| On 23/11/2007 in the message <http://forum.httrack.com/readmsg/17201/index.html>
Donner Kebab wanted help with getting a message board download working. I was
browsing and clicked on that topic by chance and noticed that today he said
the problem is still unsolved. Since messages added under an old topic don't
seem to bump the topic and don't even show up unless you click on the topic,
I'll start a new one with my solution. I was able to sucessfully download the
test php messageboard URL he gave.
When I have mirrored a messageboards with httrack, The #1 key to success is
getting the login working. Specifically, getting httrack either the login
credential cookie (if the board remembers with a persistent cookie that you
are logged in) or the session cookie (if you need to log in every time).
If the login is persistent, it's easy: copy your Firefox cookies.txt to the
appropriate place where httrack picks it up. (If you don't have Firefox, get
it to at least make things like this easier).

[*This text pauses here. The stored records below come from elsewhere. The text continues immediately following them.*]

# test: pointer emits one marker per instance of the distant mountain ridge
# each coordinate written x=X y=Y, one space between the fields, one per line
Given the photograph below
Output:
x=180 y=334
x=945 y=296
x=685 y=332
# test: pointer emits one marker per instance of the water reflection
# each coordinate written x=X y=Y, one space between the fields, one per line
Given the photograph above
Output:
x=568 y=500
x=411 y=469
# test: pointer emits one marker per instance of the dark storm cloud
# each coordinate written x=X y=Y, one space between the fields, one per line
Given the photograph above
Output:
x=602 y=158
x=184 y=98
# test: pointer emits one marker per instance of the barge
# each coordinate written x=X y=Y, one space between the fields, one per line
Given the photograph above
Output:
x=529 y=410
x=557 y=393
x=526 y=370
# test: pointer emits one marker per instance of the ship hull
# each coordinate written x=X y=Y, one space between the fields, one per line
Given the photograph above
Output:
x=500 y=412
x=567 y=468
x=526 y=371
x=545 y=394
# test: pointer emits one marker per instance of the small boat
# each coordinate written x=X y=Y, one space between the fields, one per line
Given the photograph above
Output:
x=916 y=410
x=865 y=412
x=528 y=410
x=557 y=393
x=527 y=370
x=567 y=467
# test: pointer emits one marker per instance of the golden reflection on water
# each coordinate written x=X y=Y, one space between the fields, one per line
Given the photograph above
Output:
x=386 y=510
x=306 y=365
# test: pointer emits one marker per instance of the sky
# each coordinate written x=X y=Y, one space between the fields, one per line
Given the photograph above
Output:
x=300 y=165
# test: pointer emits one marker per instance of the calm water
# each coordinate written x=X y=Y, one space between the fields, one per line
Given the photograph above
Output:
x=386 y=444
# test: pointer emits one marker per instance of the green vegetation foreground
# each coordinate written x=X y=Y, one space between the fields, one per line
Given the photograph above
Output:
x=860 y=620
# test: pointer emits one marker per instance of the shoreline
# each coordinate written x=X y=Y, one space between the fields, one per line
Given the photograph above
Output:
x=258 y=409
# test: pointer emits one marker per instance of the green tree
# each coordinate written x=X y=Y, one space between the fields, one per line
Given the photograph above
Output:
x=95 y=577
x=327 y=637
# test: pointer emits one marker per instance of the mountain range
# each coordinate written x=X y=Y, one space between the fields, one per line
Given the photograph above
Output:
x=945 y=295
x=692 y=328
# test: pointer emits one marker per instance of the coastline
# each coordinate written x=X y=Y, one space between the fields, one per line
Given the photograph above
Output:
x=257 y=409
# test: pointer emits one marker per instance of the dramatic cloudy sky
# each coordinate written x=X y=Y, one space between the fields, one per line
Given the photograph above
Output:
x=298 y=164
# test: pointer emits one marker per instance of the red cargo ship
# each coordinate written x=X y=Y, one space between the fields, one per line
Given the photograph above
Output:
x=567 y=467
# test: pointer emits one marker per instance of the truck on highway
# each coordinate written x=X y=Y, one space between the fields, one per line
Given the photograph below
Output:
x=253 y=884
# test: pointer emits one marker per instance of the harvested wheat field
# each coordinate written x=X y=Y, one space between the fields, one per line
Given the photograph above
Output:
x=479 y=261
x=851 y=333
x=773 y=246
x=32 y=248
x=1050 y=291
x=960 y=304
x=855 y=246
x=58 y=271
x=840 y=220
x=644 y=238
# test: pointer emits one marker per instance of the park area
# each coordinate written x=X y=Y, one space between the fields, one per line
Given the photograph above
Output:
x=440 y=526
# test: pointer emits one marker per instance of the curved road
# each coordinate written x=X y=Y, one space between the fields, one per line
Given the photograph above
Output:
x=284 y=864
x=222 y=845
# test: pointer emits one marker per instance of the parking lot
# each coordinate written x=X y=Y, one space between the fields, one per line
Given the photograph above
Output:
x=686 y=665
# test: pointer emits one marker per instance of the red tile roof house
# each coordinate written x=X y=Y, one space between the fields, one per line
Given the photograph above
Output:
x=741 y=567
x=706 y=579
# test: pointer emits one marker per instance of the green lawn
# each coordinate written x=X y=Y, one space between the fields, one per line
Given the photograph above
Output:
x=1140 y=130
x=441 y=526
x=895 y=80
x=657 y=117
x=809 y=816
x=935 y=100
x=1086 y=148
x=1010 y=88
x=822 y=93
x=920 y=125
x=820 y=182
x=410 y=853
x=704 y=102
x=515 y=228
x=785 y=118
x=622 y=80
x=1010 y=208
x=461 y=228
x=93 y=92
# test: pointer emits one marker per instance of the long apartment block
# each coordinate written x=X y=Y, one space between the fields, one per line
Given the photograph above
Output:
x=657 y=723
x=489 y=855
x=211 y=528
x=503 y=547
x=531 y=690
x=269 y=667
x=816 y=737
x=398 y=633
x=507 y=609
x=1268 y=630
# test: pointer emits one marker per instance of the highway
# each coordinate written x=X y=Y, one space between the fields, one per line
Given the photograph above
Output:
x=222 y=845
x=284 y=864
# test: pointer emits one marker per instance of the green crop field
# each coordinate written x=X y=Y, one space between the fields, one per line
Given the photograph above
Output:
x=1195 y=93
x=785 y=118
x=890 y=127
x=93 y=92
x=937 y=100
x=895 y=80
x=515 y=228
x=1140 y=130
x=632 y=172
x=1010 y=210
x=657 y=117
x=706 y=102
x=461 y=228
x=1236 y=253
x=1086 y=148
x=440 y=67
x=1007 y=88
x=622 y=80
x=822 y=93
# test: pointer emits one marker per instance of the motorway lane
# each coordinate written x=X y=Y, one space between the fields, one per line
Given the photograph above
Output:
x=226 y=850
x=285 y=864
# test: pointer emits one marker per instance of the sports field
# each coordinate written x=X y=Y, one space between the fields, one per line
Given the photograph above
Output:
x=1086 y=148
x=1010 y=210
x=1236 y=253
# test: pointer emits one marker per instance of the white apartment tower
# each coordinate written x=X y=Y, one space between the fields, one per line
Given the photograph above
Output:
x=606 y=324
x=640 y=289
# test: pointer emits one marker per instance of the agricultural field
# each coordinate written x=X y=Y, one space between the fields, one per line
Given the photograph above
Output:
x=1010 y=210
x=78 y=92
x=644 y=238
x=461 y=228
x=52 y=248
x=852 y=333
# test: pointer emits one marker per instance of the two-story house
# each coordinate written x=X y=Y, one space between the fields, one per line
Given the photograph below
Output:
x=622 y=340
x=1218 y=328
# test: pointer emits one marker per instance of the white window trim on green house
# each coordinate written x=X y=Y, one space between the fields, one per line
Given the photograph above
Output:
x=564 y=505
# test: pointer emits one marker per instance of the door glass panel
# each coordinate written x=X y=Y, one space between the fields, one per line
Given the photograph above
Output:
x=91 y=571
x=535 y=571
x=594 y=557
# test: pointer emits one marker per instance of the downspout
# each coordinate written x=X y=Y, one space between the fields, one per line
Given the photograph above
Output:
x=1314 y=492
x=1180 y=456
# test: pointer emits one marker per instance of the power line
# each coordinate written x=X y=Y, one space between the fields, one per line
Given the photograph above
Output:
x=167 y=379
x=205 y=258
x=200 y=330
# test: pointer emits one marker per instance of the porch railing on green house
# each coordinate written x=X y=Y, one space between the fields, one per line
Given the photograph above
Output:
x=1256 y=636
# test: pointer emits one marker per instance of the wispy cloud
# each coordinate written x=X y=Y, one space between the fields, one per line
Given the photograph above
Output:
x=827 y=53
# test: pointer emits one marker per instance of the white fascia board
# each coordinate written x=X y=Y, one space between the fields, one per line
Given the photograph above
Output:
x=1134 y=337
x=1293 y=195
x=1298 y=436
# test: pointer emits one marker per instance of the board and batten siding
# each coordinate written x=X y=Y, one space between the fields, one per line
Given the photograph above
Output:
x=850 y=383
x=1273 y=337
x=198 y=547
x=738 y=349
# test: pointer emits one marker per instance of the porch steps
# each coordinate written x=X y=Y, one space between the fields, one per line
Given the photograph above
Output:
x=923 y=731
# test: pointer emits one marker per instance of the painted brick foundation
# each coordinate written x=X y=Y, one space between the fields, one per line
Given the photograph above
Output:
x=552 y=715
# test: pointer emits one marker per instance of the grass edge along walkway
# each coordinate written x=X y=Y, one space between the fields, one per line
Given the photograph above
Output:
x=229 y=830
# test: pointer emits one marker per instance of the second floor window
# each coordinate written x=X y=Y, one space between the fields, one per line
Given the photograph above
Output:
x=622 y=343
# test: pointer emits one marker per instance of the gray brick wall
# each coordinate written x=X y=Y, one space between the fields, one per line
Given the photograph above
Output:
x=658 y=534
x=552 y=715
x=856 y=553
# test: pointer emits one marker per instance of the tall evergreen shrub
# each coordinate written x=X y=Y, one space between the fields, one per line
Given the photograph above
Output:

If the login is per-session, you need to manually login so the board sets the
session cookie. Unfortunately that session cookie is never saved to
cookies.txt unless you have a Firefox addon with which you can manipulate
cookies. I use an addon named "View Cookies CS" which allows you to make any
cookie persistent, adding a year to its expiration so even a session cookie
can be saved to cookies.txt.
In the case of Donner Kebab's problem, the test messageboard set a session
cookie. I logged in, used the addon to make the session cookie stay valid for
a year, and exited Firefox and copied cookies.txt to where httrack would make
its request using it.
The #2 problem with downloading messageboards: not excluding links which do
things you don't want.
Like logout! You MUST look for a logout link, examine its URL, and exclude the
part of the logout URL that makes it unique. Or as you spider the site you
will log yourself out.
For messageboards, there are a lot of other links you need to exclude, because
they serve no purpose if you are mirroring a site. Examples: reply, edit,
delete, mark read, follow topic, new topic, print view, search, control
center, perferences, report. You get the idea. You need to examine these links
to see what makes the URL unique and then exclude it. Or you will get a lot of
junk you don't need, bloating the download, or even worse you will change the
messageboard just by spidering it (e.g. delete message). (If you are going to
periodicallly download the board you'll want to get rid of other stuff which
causes duplicate downloads, such as next/previous, but that's a trickier to do
and beyond the scope of this post).
Key debugging tip: I use Winhttrack and always turn on the request/response
log. "Set Options->Experts Only->Activate Debugging mode (winhttrack.log)"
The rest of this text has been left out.